安心して働ける「環境」があれば、認知症を抱えていても活躍できる
安心して働ける「環境」があれば、認知症を抱えていても活躍できる

 そしてもうひとつ私が感じたポイントは、ウエイターやスタッフの衣装からお店の内装、さらには食器やマグカップにいたるまで統一したデザインがあり、「あたたかで、ワクワクできる」雰囲気が作られていること

内装や食器などのデザインは統一されている
内装や食器などのデザインは統一されている

 お客の側からすると、こうした環境があることで「自分も参加者のひとり」という一体感を得られ、よりウエイターさんに声をかけたり、手助けをしてみたりしやすくなります。また働く側からしても、認知症を抱えていようがいまいが、お洒落でワクワクできる環境って大事ですよね。

 これは個人的な意見ですが、「福祉」という言葉がつくと、ついつい無機的だったり、逆に過剰に親しみをもたせようとするようなデザインが選ばれる傾向があるように思います(個人的な意見ですよ!)。

 ただ今回の体験を経て、「福祉」というカテゴリーに入る取り組みであるからこそ、デザインの力にもっともっと注目すべきではないのか、と感じました。使いやすさだけではなく、あたたかさとか、ワクワクとか、そういう要素が入ってくることで、これまでになかった新しい可能性が開けるように感じます。

注文をまちがえる料理店 今後の展開は

 注文をまちがえる料理店は、9月18日まで東京・六本木でオープンしています。昨日確認したところ、ほとんどの席はすでに予約で埋まっているということですが、若干ですが当日のお席もあるようです。くわしくは運営事務局のフェイスブックページをご覧ください。ただとても人気で、すぐに売り切れてしまうそうです。

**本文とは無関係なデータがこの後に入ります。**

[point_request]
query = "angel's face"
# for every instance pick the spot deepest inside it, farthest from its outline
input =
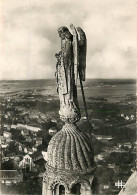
(63, 31)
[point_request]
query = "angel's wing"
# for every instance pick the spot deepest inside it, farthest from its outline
(82, 47)
(75, 51)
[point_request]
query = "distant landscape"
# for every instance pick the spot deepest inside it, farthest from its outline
(29, 118)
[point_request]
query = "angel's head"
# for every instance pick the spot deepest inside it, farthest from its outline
(64, 33)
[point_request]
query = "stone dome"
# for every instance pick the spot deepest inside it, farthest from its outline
(70, 149)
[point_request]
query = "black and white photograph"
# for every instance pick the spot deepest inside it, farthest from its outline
(68, 97)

 なんだ、ざんねん・・・、と思ったかたもいらっしゃるかもしれませんが、同様の取り組みは今後も続いていくようです。運営事務局のもとには各地から実施を希望する問い合わせが相次いでいるとのことで、今回のオープンによって蓄積されたノウハウや、食器やエプロンなどの資材を提供することで、全国にこの取り組みを広げていきたいと考えているとのことです。

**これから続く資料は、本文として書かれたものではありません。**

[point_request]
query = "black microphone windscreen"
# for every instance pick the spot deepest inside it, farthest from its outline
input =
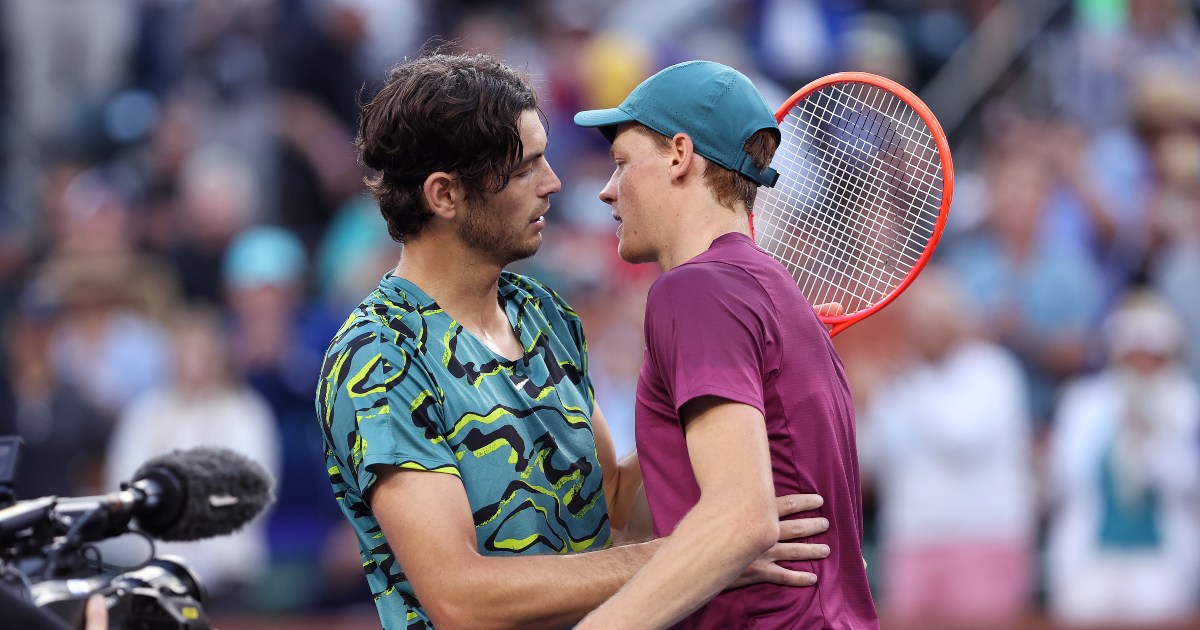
(222, 492)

 さっそく今月24日には、東京・町田市で開かれる「RUN伴まちだ2017」で、認知症を抱える人による「注文をまちがえるカフェ」の出店が予定されています。運営事務局によれば、こちらはレストラン形式ではなくテントのような形で出店するので、お席にも余裕があるとのこと。

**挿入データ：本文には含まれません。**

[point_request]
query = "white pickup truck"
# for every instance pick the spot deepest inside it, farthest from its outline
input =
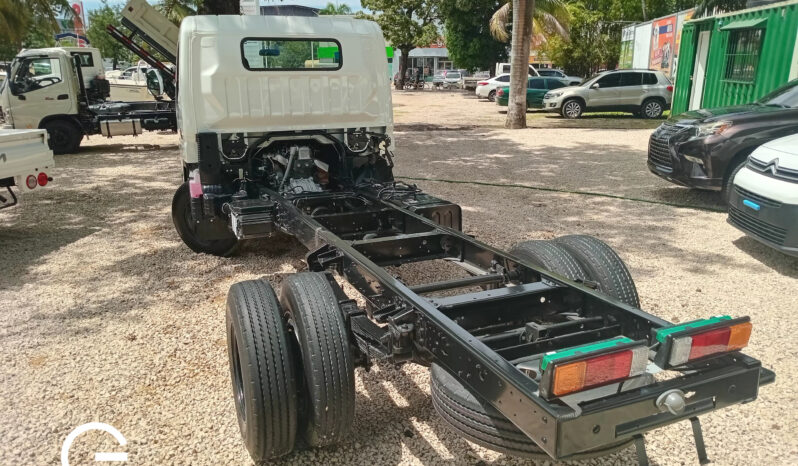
(25, 160)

 あたたかでワクワクできる空間で、認知症を抱える人も、そうでない人も安心して触れ合える。そんな普段とはちょっと違う時間を過ごせる場を、よかったら体験してみてください。

【※】筆者は今回の記事の執筆にあたり、運営事務局より一切の利益を得ていません。またこの会は完全にボランティアにより運営され、会場のレンタル費や食材の購入などの費用以外の利益は得ていないことを確認しています。